The X-Dream - Part Deux
Like I had mentioned in the introduction, this younger brother has been remade out of copper. If you'll remember, the original X-Dream was an aluminum sink with a round copper insert in the base. While the results were excellent, this all copper design should show some promise.
Here is a little better look at just the heatsink of the SE. This is where another improvement comes into play as well. There are a lot more fins employed in this newer model. This will create a larger surface area for heat dissipation, so should work out nicely. In terms of size, the sink measures in at 80mm x 69mm x 45mm and is also hefty to boot.
Another feature of the heatsink is the "Skived Fin Technology" used in the manufacture of the SE model. Most copper heatsinks use some method to attach the fins to the base of the sink. This intermediary material will generally reduce the ability to dissipate heat. Not by a great amount, but it does make a difference. The Skiving term used here indicates that the sink is actually carved out of a single piece of copper. Since the fins are a real part of the base, there is no loss of the ability to transfer heat. This should help even more for our overall testing results.
The base of the SE model cooler is very smooth. It doesn't have that mirror finish that some companies add to their coolers, but it won't take much effort to get it that way. We will, of course, be testing it in the condition that it is sold, but if you want that polished look, you won't have to put any real effort into achieving it.
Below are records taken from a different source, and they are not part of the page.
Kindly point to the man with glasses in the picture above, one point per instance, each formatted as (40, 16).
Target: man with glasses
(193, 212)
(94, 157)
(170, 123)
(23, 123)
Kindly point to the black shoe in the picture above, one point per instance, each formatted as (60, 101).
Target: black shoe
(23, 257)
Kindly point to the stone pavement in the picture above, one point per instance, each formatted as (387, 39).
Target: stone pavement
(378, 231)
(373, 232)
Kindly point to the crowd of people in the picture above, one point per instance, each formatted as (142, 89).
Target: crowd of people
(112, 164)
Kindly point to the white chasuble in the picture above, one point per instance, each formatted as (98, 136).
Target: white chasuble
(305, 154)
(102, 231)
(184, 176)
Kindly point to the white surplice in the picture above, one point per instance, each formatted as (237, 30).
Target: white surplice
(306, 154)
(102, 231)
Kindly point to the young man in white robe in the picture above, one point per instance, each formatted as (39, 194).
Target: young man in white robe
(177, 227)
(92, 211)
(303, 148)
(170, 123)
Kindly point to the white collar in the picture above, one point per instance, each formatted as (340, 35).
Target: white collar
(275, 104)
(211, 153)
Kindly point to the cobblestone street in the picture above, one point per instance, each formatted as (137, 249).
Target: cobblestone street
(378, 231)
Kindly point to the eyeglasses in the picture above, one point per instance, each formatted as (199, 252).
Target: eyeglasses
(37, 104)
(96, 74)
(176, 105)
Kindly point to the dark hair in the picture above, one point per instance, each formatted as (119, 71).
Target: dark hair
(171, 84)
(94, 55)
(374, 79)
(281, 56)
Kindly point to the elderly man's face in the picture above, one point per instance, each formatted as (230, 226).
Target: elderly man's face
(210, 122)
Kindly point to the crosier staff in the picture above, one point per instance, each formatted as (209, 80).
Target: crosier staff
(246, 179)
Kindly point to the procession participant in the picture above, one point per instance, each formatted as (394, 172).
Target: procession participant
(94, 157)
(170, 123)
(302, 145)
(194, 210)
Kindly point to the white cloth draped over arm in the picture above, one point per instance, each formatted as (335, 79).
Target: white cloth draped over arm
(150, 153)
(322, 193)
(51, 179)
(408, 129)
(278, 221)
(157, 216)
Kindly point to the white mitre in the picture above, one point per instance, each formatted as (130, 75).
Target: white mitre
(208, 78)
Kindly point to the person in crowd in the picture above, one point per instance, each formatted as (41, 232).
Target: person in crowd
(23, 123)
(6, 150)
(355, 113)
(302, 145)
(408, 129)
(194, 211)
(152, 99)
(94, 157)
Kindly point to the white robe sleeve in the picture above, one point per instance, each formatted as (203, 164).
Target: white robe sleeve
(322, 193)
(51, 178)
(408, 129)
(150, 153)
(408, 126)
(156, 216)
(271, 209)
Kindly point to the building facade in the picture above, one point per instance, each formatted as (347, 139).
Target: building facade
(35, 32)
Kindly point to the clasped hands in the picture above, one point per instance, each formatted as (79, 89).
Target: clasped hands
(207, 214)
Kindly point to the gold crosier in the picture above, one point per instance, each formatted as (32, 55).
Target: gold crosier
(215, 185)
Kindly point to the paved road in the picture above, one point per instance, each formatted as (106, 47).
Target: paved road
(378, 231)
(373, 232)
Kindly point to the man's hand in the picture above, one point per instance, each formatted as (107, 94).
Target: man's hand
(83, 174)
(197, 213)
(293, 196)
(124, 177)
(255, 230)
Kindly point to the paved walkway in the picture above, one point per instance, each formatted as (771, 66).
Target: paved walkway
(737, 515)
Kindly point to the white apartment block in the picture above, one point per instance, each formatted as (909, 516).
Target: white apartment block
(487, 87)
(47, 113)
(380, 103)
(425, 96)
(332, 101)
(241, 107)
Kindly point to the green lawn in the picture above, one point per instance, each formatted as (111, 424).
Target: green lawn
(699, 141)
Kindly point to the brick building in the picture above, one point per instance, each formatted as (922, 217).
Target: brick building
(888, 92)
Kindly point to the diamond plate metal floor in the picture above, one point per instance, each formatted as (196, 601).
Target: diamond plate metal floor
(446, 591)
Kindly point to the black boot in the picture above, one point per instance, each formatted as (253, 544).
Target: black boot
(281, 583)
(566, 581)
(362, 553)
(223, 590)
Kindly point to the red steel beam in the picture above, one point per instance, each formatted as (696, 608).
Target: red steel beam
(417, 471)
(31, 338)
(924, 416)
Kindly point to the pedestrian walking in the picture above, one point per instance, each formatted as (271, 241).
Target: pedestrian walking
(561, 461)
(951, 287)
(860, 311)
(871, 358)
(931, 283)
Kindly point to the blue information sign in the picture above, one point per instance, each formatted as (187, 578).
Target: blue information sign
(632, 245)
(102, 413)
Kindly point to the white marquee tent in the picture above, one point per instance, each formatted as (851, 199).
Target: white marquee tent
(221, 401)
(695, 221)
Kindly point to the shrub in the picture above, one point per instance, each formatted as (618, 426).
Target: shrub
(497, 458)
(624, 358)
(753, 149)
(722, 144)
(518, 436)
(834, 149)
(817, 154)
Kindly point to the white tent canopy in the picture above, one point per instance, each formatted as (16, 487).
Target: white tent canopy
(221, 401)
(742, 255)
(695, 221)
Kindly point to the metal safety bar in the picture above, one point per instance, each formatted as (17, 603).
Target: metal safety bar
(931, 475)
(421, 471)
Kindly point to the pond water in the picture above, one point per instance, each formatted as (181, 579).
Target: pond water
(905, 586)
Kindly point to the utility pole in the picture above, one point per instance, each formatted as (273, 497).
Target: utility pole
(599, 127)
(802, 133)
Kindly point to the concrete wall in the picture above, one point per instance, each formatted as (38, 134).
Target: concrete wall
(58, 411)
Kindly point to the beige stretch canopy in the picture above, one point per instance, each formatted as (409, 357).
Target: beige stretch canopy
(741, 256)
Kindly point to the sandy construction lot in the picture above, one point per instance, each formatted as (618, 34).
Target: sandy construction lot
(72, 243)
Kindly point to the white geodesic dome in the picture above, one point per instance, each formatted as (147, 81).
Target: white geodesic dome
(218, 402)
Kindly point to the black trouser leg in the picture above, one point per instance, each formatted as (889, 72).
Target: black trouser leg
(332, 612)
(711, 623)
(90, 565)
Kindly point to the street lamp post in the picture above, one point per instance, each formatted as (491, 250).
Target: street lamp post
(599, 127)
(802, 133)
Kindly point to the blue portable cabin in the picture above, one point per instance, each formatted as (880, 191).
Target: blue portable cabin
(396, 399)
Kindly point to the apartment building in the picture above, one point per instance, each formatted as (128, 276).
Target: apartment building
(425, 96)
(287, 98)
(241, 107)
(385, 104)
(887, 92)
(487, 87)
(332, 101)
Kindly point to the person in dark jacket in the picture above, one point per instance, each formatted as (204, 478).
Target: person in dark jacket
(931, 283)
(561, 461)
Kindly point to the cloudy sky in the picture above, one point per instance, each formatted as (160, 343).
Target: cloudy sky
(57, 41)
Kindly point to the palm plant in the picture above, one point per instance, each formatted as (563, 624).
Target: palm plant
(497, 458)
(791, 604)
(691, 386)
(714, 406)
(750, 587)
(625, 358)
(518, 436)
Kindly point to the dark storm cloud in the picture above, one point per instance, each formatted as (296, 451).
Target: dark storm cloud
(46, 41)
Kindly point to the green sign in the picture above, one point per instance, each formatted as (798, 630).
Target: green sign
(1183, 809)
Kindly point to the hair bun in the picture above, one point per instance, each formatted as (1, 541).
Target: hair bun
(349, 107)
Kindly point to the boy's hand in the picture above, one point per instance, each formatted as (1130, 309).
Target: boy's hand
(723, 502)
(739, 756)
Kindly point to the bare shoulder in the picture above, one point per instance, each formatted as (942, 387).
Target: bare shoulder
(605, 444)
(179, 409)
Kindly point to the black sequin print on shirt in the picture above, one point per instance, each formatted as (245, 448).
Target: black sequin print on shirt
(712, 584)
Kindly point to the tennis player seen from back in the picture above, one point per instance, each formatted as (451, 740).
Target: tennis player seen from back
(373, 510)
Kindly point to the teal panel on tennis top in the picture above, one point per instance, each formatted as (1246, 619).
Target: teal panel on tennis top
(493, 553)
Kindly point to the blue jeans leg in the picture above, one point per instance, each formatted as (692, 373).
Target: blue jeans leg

The clipping mechanism used on the SE looks to be identical to the one used on the original X-Dream cooler. While it is simple to use and requires no tools or real effort, the metal is just a bit too flimsy. If you're the type who is removing the heatsink every so often, then you might find yourself trying to contact Cooler Master for a replacement. It bends entirely too easily.
The fan used in this monster is one of Cooler Master's own models. It measures in at 80mm x 80mm x 25mm, spins between 2,000RPM and 4,800RPM creating a maximum airflow of 62-CFM. Though decibel ratings were not available, I can say that at high speed the fan puts out less noise than the Thermaltake Smart Fan II. You can hear it, but it isn't terribly overpowering.
But why have a normal looking fan when you have an all copper cooler?
Sometimes it is the small things that can help make a difference. This, folks, is what they mean by attention to detail.
As you may have guessed by the stats given for the fan, this HSF features an adjustable speed fan. But the adjustments in this model are done by the user, and not by some idiotic thermal probe. I have found all too often that when the probed fans are used in a case with good airflow, the fan speeds never even get close to their maximum potential. This little addition allows YOU to decide how fast you want the fans to spin; not some little dumb probe.
But what if you want to be able to access this adjustment without having to dig around to the back of the machine (like in the case of the original X-Dream)?
Well, that's not a problem either. Our friends have kindly given you a choice in how to mount your little switch. You can either use the PCI slot plate (included) to mount it to the rear of the enclosure, or you can opt for the 3.5" drive bay plate (also included) that allows you to mount it into an empty 3.5" bay slot. The choice is entirely up to you so you can use whatever suits your personal needs.